Postconditioning ameliorates mitochondrial DNA damage and deletion after renal ischemic injury

Reactive oxygen species (ROS) play a major role in causing injury in ischemia-reperfusion (I/R). Mitochondrial DNA (mtDNA) is particularly vulnerable to oxidative damage. We propose that increased mitochondrial ROS production is likely to damage mtDNA, causing further injury to mitochondria, and postconditioning (POC) may ameliorate kidney I/R injury by mitigating mitochondrial damage. Rats were divided into seven groups: (i) Sham-operated animals with an unconstricted renal artery; (ii) Sham 5-hydroxydecanoate (5-HD); (iii) I/R; (iv) I/R 5-HD; (v) POC; (vi) Sham POC and (vii) POC 5-HD. Renal injury, oxidative DNA damage, mtDNA deletions, mitochondrial membrane potential (MMP) and expression of the ATP-sensitive K (K-ATP) channel subunit Kir6.2 were evaluated.
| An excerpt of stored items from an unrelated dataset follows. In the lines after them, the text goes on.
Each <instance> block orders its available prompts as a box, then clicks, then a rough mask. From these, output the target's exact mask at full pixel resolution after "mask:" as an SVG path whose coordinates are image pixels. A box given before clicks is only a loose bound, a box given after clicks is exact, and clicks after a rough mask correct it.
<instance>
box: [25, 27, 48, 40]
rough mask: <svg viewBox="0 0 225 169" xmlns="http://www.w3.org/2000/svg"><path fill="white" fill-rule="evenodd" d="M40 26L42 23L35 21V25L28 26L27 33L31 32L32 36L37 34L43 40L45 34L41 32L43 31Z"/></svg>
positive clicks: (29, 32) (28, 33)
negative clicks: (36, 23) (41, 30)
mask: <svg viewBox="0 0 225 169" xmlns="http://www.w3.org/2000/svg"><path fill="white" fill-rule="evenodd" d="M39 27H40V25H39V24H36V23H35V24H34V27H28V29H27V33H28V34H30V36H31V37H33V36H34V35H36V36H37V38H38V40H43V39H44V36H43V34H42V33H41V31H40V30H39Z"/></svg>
Following 1 h of reperfusion, animals in the I/R group exhibited increased ROS, oxidative mtDNA damage shown by 8-hydroxy-2-deoxyguanosine staining, multiple base pair deletions and decreased MMP. However, POC rats exhibited less ROS, oxidative mtDNA damage and deletions and improved MMP. After 2 days of reperfusion, serum creatinine was elevated in I/R rats and the number of TdT-mediated dUTP nick-end labeled-positive tubular cells was increased and was associated with activation of caspase-3. Therefore, POC prevented the deleterious effects of I/R injury. Furthermore, the expression of mitochondrial Kir6.2 was widely distributed in renal tubular epithelial cells in Sham and POC rats and was lower in I/R rats. All of the protective effects of POC were reversed by the K (K-ATP) channel blocker 5-HD. POC may attenuate I/R injury by reducing mitochondrial oxidative stress and mtDNA damage and sustaining MMP.